Während seines Auslandsbesuch in Israel haben in vor der US-Botschaft in Tel Aviv zahlreiche Menschen demonstriert. Foto: AP

Regierungsmitarbeiter in Washington haben am Donnerstag mitgeteilt, dass die US-Botschaft entgegen der Wahlkampfankündigung von Donald Trump vorerst nicht von Tel Aviv nach Jerusalem verlegt wird.

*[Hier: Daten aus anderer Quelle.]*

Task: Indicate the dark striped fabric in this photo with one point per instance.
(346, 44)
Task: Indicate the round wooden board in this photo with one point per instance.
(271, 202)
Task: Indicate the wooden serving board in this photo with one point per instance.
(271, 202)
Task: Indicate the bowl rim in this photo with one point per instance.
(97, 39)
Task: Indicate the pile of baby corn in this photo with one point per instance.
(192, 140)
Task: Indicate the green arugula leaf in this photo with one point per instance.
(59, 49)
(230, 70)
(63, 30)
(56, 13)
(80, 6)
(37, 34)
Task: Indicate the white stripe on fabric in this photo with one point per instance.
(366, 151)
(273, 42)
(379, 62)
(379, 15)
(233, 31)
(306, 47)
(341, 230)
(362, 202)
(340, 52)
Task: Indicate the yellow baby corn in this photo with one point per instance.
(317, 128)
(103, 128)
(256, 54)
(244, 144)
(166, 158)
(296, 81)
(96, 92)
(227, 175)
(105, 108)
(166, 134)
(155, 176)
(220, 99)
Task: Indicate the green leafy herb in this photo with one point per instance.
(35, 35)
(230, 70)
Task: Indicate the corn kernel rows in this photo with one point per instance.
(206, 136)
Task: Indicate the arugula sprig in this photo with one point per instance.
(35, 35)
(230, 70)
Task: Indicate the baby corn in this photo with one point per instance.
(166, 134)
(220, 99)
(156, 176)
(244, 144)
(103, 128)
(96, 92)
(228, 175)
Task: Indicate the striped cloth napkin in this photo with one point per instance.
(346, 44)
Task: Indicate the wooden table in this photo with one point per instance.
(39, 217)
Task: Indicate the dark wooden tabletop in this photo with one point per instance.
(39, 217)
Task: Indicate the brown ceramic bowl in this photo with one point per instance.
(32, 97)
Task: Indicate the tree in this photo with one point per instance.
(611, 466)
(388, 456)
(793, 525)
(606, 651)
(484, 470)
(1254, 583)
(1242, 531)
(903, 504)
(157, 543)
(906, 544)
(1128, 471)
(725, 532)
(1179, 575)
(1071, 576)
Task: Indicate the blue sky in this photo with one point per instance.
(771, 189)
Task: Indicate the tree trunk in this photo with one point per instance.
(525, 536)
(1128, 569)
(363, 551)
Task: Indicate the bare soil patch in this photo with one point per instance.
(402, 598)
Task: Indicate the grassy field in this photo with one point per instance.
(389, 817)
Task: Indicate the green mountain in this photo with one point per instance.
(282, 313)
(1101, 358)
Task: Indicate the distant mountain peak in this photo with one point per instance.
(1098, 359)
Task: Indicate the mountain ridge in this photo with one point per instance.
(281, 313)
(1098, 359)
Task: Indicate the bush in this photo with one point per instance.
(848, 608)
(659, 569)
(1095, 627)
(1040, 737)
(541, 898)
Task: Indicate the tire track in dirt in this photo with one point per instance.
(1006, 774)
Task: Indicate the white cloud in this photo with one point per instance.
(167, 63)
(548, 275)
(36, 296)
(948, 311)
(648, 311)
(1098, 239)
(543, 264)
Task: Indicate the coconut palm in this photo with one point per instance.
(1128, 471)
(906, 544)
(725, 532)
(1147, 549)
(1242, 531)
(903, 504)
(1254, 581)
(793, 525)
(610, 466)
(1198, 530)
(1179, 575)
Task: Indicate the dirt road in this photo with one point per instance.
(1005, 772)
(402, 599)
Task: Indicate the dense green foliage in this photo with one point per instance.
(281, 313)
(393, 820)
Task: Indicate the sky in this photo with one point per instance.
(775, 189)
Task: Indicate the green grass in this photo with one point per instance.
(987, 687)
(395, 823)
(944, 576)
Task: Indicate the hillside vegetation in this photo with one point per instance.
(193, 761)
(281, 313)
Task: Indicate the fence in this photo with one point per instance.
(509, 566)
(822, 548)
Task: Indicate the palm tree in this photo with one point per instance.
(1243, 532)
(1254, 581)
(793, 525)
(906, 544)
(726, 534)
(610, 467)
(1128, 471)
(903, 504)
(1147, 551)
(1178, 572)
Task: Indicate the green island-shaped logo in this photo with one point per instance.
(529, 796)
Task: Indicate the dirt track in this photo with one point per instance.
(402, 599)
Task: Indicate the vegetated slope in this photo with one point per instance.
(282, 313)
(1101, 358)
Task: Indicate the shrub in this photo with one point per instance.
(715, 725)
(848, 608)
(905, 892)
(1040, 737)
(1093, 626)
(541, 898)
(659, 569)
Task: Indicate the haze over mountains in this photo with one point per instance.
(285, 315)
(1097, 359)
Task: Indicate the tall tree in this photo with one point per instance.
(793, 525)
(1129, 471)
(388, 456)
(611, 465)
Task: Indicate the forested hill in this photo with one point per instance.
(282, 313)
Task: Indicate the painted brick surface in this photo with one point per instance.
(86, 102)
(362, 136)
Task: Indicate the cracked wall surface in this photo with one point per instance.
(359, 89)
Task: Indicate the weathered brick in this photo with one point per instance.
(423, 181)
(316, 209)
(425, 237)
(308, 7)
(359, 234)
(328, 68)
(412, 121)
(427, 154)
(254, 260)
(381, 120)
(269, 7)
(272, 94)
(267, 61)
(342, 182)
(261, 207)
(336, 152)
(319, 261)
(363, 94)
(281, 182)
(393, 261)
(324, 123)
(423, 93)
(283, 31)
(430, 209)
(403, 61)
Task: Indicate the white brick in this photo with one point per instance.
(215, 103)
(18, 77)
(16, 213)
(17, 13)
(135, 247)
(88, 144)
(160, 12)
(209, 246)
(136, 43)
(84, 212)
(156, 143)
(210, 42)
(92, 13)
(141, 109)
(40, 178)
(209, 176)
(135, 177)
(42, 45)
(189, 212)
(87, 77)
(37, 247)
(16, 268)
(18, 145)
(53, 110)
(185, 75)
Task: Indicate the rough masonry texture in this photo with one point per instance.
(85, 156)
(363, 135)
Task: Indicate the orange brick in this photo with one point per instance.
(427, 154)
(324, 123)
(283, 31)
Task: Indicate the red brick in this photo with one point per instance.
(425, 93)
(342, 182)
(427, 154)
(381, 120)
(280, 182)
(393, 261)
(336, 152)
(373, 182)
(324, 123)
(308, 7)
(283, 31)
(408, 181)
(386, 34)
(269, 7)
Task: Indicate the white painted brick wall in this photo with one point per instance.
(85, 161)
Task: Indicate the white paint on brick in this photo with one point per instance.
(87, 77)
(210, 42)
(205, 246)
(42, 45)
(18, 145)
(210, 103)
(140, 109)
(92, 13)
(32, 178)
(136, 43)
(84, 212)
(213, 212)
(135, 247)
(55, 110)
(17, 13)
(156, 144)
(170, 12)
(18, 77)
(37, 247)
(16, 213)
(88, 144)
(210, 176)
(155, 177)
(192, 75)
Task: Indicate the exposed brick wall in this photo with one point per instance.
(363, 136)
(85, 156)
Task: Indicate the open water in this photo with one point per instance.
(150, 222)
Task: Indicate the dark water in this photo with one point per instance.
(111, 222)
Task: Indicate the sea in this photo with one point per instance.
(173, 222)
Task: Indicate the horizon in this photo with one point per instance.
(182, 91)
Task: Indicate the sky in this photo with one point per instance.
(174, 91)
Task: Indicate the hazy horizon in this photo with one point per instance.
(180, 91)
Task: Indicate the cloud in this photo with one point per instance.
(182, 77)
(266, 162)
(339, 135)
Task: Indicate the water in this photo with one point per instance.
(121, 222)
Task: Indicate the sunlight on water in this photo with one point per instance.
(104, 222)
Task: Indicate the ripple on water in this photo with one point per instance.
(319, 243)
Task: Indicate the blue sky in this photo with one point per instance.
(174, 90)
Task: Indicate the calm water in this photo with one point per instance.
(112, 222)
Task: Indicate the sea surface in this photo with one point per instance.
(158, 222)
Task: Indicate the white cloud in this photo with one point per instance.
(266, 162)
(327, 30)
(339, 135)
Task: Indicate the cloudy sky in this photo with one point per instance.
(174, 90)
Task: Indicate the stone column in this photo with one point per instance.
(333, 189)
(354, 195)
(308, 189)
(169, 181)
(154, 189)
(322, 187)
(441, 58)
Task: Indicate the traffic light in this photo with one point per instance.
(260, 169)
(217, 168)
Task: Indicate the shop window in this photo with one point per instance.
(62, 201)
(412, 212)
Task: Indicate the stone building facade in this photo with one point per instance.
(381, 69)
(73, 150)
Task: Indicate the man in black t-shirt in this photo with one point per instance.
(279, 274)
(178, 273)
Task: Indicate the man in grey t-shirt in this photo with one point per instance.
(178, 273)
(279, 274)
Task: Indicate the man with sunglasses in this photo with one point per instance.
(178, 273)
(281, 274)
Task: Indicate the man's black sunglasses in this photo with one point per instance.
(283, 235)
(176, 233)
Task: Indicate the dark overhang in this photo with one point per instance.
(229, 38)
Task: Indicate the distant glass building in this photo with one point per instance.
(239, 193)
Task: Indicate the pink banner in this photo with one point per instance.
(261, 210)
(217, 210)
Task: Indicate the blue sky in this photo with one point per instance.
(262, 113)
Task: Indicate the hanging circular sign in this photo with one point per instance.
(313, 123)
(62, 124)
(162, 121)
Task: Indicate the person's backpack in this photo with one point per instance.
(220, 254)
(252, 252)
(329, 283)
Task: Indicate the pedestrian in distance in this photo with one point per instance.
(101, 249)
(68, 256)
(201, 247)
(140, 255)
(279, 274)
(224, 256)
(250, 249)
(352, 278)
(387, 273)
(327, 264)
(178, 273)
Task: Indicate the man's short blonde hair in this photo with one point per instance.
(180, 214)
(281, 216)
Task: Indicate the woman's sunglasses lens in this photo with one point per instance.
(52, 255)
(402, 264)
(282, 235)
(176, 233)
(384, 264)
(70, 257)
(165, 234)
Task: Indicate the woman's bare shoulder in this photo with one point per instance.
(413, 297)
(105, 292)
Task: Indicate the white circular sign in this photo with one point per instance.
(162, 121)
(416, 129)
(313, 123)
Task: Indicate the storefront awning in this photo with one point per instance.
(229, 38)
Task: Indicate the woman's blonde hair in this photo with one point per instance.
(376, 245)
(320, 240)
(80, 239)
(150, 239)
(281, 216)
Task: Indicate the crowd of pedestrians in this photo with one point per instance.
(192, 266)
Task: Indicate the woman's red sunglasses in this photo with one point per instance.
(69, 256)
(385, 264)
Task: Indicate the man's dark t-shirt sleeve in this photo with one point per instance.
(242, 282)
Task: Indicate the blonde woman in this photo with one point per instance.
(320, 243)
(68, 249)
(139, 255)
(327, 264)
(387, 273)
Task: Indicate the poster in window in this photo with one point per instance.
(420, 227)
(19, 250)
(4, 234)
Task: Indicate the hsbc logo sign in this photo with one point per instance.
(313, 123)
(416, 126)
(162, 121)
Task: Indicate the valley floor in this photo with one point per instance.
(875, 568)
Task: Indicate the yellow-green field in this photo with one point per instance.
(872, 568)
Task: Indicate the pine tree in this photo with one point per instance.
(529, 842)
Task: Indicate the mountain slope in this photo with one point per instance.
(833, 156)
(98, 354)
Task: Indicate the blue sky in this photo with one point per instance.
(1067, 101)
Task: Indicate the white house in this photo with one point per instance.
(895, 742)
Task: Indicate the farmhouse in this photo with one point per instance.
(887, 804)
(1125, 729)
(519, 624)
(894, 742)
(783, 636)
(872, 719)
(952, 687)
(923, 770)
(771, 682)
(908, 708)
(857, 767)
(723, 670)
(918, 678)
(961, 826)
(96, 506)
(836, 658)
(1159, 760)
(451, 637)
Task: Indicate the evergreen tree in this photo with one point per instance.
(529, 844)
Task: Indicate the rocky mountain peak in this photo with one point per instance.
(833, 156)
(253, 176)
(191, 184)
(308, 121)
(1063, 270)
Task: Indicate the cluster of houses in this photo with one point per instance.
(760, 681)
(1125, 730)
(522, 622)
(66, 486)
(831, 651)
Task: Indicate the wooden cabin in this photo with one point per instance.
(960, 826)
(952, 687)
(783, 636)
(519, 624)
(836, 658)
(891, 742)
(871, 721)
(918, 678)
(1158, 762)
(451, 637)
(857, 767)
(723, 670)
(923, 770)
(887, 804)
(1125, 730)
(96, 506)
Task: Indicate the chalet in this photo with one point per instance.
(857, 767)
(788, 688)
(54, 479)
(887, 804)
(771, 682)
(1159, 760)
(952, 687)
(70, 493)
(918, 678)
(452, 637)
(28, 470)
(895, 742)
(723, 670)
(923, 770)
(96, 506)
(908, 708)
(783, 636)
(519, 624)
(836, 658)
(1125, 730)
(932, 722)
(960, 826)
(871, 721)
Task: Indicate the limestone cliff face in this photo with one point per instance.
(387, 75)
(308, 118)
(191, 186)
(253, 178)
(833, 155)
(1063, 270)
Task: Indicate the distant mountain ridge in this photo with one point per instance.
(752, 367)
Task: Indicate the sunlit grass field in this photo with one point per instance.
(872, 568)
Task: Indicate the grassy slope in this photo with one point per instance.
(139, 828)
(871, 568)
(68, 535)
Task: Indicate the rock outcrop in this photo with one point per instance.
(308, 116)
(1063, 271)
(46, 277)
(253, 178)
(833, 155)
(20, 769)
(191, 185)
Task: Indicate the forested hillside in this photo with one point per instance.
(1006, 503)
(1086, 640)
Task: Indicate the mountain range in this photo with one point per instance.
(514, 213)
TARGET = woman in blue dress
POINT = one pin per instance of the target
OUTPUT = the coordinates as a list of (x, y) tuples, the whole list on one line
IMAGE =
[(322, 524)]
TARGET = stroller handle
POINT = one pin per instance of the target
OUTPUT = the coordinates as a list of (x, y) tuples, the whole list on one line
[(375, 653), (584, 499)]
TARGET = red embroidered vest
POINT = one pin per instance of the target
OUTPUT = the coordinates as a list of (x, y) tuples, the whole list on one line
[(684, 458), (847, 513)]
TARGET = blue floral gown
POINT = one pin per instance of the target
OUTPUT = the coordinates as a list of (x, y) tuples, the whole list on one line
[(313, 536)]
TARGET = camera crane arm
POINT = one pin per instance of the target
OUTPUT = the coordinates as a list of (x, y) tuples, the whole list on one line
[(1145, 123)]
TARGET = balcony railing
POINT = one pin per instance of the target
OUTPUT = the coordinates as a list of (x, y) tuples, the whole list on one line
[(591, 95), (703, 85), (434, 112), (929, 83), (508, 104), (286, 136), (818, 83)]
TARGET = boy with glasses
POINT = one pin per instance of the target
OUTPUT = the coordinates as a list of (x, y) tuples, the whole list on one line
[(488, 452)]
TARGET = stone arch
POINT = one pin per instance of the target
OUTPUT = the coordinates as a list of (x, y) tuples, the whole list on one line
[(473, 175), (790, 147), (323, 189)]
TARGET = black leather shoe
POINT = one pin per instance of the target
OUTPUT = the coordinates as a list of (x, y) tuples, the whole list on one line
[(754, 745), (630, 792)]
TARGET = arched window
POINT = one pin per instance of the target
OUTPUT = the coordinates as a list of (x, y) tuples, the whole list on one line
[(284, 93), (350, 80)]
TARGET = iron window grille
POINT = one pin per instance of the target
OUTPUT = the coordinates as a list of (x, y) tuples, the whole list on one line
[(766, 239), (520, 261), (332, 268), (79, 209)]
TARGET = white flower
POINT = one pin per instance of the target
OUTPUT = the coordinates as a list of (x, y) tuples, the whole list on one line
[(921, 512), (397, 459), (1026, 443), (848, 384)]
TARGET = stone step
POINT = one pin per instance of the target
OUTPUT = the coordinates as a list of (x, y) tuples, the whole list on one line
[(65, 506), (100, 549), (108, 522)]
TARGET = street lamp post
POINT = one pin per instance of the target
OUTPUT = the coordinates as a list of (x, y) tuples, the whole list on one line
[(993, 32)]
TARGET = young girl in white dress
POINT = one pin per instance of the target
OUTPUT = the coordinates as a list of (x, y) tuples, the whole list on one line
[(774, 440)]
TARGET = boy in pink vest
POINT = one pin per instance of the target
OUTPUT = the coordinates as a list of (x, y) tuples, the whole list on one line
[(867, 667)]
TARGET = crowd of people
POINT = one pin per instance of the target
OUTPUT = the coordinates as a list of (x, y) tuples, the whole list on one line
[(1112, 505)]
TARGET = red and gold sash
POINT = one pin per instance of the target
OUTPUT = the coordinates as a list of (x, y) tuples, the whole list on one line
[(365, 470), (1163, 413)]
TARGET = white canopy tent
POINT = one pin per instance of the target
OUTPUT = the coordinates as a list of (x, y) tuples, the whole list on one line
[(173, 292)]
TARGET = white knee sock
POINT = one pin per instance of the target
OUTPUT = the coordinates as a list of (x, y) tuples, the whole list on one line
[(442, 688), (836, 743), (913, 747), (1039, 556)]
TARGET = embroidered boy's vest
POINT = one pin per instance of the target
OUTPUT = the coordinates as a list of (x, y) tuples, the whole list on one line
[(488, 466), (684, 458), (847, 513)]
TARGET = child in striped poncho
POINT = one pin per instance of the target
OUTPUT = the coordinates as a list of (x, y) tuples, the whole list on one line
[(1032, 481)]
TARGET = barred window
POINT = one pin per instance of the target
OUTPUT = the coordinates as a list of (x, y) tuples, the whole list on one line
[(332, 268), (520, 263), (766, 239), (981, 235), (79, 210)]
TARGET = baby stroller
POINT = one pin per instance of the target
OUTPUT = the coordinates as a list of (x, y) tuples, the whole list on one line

Washington - Entgegen seiner Wahlkampfankündigungen will US-Präsident Donald Trump die Botschaft in Israel vorerst nicht von Tel Aviv nach Jerusalem verlegen. Trump habe eine Verfügung abgezeichnet, wonach die Botschaft bis auf Weiteres an ihrem bisherigen Sitz bleiben solle, teilte am Donnerstag ein Regierungsmitarbeiter in Washington mit. Allerdings sei das Vorhaben, die Botschaft zu verlegen, damit nicht vom Tisch, sondern lediglich aufgeschoben.

Während des Wahlkampfs hatte der heutige US-Präsident angekündigt, die Botschaft rasch nach Jerusalem umziehen zu lassen. Dies würde allerdings eine massive Provokation der Palästinenser darstellen, die den Ostteil der Stadt als Hauptstadt ihres angestrebten unabhängigen Staates betrachten. Seit seinem Amtsantritt hatte Trump dann gesagt, dass er das Vorhaben einer Verlegung der Botschaft weiter prüfe.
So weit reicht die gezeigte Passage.